Court Opinion

ID: 9613441
Source: CourtListenerOpinion
Date Created: 2023-08-22 04:16:54.56364+00
Date Added: 2024-06-11T18:03:28.869844
License: Public Domain

THOMAS, Justice,
dissenting.
I persist in my vote to affirm the trial court in this case. Like Justice Cardine, in whose dissent I join, I am at a loss to understand what more Mobil Coal Producing, Inc. could do to make it clear to an employee that he was entering into an employment-at-will arrangement. I am satisfied that this was an employment-at-will. That relationship was not modified by the handbook. I am not persuaded that there is any more solid majority support for reversal than there was with respect to the first opinion.
I see no need to reiterate what I said in my dissenting opinion in McDonald v. Mobil Coal Producing, Inc., 789 P.2d 866, 872 (Wyo.1990), Thomas, J., dissenting. I simply emphasize that, in all respects, the dissenting opinion is still sound so far as it treats with the issue relating to the contract of employment.
In this new effort in which the majority reverses the summary judgment, reliance is placed upon Alexander v. Phillips Oil Company, 707 P.2d 1385 (Wyo.1985), and substantial reliance is placed upon Jimenez v. Colorado Interstate Gas Company, 690 F.Supp. 977 (D.Wyo.1988).
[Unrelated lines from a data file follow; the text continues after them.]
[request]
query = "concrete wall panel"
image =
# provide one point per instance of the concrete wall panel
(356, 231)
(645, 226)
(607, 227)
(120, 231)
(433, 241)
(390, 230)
In invoking these authorities, the majority simply fails to recognize the actual employment-at-will arrangement that was entered into between McDonald and Mobil Coal Producing, Inc. That arrangement is captured by. quotation on page three of the majority slip opinion. From that point on, it is ignored.
I submit, however, that the fact of that specific employment-at-will arrangement serves to distinguish this case from both Alexander and Jimenez. There are other distinguishing facts. The employee handbook, in this instance, was not adopted and issued after the time that McDonald was employed. It is difficult for me to understand how it could amend, or could in some manner have changed, the clear employment-at-will that was documented. In Jimenez, there was no separate document articulating an employment-at-will, and the court was dealing only with the factors of employment plus the existence of a handbook. While it might be appropriate to emphasize in an employee’s handbook, that was issued without a separate document articulating the employment arrangement, the caveat explaining that the handbook is not an employment contract, that requirement is far less imperative when one recognizes that the handbook was generally available to employees of Mobil Coal Producing, Inc. After the handbook already had been published and issued, McDonald signed a document that provided that the “employment is terminable at will.” Under these circumstances, the subsequent delivery of the handbook simply did not make any difference.
In my opinion, this case strikes the death knell for employment-at-will in Wyoming. It says, in effect, that even though there is a clear statement by the employee that the relationship with the employer is an employment-at-will, after the employment commences, the employer cannot engage in any dialogue with the employee about the conditions and circumstances of the employment. If any such dialogue occurs, it will be considered to have amended the arrangement in such a way that the question of employment must be submitted to a jury. I lack the imagination to visualize any situation in which dialogue about the conditions and circumstances of the employment would not occur and, consequently, it is hereafter impossible to have an employment-at-will in Wyoming.
The summary judgment entered by the trial court in this case should be affirmed.